Alors que peut nous enseigner la psychanalyse et son éthique du bien dire ?
C’est que du fait que nous soyons des êtres de langage, tout homme va traduire son insatisfaction pulsionnelle en nommant ce qu’il a et se plaignant de ce qu’il n’a pas, et de fait, se confronter à l’impossibilité à dire ce qu’il est. C’est ce qui met en route le mouvement de pensée, qui va passer par penser le monde divisé en deux : ceux qui ont et ceux qui n’ont pas. C’est un raccourci binaire qui laisse ouverte la question de mon existence insatisfaite, manquante.
Il y aurait bien quelque chose que si je l’avais je serais….
Le travailleur du social est saisi d’une demande locale « aidez moi, mais je n’y crois pas… »
Ça c’est du côté de « l ‘usager », et d’une demande de réduction des désordres que provoquent les symptômes ou les inhibitions canalisés en étiquetages, du côté du politique.
Mission impossible, mais supportable quand on sait que tous nous sommes fait de cet écart, et que de l’explorer cet écart, est ce qui invente le monde.

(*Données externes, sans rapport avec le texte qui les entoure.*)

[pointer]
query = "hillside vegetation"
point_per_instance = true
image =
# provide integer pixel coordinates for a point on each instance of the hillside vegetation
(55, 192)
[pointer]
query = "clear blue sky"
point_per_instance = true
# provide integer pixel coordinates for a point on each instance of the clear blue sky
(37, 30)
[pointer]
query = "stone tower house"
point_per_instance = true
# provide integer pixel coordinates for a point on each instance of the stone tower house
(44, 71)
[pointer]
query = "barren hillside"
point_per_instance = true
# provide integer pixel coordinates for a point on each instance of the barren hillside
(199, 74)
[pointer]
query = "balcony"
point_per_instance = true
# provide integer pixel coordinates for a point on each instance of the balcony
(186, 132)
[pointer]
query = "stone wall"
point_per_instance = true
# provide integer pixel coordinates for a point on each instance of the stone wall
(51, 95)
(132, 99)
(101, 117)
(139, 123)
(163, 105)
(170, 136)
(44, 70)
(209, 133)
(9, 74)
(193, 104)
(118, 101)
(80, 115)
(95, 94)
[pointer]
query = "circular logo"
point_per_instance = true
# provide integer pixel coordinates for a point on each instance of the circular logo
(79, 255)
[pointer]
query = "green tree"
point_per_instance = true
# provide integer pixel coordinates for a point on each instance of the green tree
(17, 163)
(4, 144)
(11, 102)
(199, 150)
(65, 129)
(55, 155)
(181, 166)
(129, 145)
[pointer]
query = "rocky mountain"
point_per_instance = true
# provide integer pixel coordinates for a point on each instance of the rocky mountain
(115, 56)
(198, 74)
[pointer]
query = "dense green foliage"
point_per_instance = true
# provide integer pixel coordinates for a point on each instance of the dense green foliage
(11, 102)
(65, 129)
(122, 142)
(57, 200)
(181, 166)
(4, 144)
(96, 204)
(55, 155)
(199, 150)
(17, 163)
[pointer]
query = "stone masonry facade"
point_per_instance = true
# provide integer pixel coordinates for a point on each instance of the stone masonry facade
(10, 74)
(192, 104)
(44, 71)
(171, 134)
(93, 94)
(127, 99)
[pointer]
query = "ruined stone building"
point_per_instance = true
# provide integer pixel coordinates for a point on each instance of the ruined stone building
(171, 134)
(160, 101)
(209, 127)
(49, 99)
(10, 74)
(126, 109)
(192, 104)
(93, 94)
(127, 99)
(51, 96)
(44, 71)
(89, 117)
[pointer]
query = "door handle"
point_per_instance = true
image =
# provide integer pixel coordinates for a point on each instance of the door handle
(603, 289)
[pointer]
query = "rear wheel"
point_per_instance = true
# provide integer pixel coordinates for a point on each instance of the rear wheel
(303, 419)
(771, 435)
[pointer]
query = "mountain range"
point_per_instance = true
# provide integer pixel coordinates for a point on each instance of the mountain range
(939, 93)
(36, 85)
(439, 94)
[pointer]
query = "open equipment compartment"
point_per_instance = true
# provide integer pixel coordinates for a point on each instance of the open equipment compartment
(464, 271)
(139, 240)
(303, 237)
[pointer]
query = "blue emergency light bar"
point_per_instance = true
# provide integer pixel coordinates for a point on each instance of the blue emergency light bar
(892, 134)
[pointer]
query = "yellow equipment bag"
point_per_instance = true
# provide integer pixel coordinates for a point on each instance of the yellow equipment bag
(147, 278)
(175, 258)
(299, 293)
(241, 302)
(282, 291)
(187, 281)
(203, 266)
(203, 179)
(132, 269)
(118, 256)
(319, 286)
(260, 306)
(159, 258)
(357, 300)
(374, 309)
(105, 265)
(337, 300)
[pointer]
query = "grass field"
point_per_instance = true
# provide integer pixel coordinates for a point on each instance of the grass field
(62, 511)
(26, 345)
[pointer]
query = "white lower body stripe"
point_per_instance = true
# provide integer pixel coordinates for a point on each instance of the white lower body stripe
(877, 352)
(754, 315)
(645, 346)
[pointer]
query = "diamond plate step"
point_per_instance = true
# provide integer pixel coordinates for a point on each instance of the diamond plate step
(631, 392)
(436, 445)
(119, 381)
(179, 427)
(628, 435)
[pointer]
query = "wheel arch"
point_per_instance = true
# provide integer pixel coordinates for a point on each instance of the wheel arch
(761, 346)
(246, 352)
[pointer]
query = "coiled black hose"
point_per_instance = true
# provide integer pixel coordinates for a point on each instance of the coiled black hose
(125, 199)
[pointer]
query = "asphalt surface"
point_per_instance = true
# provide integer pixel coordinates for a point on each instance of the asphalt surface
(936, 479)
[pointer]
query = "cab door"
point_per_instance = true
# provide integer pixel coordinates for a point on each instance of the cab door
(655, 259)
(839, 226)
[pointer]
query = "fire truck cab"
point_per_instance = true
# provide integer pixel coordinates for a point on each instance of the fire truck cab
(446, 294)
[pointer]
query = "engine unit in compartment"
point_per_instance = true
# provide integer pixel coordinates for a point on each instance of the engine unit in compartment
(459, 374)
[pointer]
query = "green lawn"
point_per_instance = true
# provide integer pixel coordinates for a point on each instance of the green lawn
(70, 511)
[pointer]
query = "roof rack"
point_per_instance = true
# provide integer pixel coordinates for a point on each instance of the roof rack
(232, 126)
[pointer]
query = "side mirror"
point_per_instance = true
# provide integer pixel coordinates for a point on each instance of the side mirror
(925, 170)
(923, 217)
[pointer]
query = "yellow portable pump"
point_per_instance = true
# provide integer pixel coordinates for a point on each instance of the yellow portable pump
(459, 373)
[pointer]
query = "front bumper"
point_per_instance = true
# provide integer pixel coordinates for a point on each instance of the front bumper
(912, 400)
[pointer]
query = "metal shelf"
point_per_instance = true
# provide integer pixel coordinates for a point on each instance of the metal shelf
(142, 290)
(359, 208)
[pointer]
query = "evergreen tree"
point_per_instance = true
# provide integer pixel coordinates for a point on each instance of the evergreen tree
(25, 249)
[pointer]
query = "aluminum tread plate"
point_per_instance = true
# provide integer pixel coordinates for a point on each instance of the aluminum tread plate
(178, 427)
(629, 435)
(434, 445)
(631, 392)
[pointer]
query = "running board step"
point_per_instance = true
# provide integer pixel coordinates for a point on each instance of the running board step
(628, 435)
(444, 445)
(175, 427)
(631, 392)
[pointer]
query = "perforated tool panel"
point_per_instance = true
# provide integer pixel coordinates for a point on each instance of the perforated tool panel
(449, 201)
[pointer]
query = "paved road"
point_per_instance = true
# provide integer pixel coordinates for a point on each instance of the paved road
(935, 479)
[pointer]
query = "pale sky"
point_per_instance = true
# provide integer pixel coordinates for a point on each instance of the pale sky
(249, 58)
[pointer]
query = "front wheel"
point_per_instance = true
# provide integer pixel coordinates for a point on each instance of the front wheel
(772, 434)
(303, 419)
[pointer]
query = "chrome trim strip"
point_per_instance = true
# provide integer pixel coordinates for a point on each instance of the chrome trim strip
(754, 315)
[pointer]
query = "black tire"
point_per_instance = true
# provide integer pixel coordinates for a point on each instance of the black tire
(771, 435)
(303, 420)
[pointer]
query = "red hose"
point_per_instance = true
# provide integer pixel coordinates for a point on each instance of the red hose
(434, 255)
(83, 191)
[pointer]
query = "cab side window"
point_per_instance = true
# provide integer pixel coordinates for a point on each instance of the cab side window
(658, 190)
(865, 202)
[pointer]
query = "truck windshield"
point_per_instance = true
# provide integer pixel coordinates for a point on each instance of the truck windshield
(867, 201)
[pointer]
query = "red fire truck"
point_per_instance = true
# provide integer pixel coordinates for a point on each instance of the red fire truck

Parler, raconter, se laisser surprendre….. « Raconter est un remède sûr »écrivait Primo Lévi dans le « défi de la molécule » ; Encore faut-il s’en donner le temps et dans notre modèle de politique libérale avancée ce n’est pas vraiment à l’ordre du jour.
Foucault, encore lui, dans un texte de 1976 « il faut défendre la société » rappelait que la politique est la continuation de la guerre, que la guerre est première, que la division et le conflit sont les prémisses de toutes formes de social.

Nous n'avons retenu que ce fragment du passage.